Numeri pazzeschi in questa stagione

Per Simeone sono 8 i gol messi a segno in questa stagione in 17 partite giocate, ma ciò che impressiona è la statistica relativa ai minuti giocati, appena 525 in tutte le competizioni, con la media di un gol ogni 66 minuti. Media che scende a 53 considerando solo il campionato e 61 alla sua prima edizione di Champions, con ben 4 reti all'attivo.
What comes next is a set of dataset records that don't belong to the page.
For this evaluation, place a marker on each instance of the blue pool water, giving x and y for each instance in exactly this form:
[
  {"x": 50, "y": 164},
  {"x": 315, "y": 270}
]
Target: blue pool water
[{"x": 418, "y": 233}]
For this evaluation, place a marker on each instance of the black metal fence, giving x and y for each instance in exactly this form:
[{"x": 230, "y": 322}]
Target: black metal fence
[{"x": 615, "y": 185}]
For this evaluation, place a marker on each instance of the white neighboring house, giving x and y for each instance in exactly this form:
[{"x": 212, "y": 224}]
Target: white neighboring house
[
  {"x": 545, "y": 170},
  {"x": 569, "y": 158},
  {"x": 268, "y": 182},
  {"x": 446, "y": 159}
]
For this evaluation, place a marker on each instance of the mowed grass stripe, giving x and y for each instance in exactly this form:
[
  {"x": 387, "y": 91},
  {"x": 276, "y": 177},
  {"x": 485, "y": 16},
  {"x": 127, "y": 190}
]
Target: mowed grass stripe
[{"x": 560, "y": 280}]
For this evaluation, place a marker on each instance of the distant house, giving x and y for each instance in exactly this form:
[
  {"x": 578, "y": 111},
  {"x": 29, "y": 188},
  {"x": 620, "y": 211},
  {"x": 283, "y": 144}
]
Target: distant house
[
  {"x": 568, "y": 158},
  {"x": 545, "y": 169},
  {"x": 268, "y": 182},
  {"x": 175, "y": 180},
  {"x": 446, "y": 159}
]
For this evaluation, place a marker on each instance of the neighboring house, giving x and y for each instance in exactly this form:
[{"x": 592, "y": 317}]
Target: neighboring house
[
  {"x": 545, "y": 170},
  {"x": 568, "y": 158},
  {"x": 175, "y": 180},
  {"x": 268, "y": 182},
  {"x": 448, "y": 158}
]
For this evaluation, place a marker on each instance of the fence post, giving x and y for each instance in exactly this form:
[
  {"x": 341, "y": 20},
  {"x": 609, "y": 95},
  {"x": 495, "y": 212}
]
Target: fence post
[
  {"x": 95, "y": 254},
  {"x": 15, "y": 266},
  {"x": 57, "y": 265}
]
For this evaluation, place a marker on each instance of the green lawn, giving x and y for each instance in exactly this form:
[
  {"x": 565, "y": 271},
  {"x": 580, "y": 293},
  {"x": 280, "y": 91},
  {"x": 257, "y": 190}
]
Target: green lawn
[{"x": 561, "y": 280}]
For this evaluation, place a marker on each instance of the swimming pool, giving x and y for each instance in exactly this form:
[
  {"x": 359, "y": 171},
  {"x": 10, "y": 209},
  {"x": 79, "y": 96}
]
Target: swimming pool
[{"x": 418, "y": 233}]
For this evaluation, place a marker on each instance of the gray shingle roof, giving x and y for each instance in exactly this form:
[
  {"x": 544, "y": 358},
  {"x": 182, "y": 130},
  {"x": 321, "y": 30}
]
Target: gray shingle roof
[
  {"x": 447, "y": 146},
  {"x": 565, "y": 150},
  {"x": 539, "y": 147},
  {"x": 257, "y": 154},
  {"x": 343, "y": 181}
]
Il Cholito è riuscito con le sue 3 reti in campionato a portare 6 punti - non bisogna dimenticare il gol del vantaggio a Cremona sempre su assist dell'ottimo Mario Rui - dimostrando che non serve partire dal primo minuto per risultare decisivi e che, come dice Spalletti, bisogna sentirsi titolari dei minuti in cui si scende in campo dando tutto quando si viene chiamati in causa. E' questo spirito, questa voglia di sentirsi importanti, il mettere la squadra avanti agli interessi personali la vera forza di questo gruppo, che è riuscito a liberarsi delle tossine che negli anni passati avevano rappresentato la zavorra che non permetteva a tanti elementi di sbocciare. Oggi si respira un'area nuova e Simeone ne è solo l'ennesimo esempio, la conferma che quando si punta tutti insieme l'obiettivo nessun traguardo è precluso.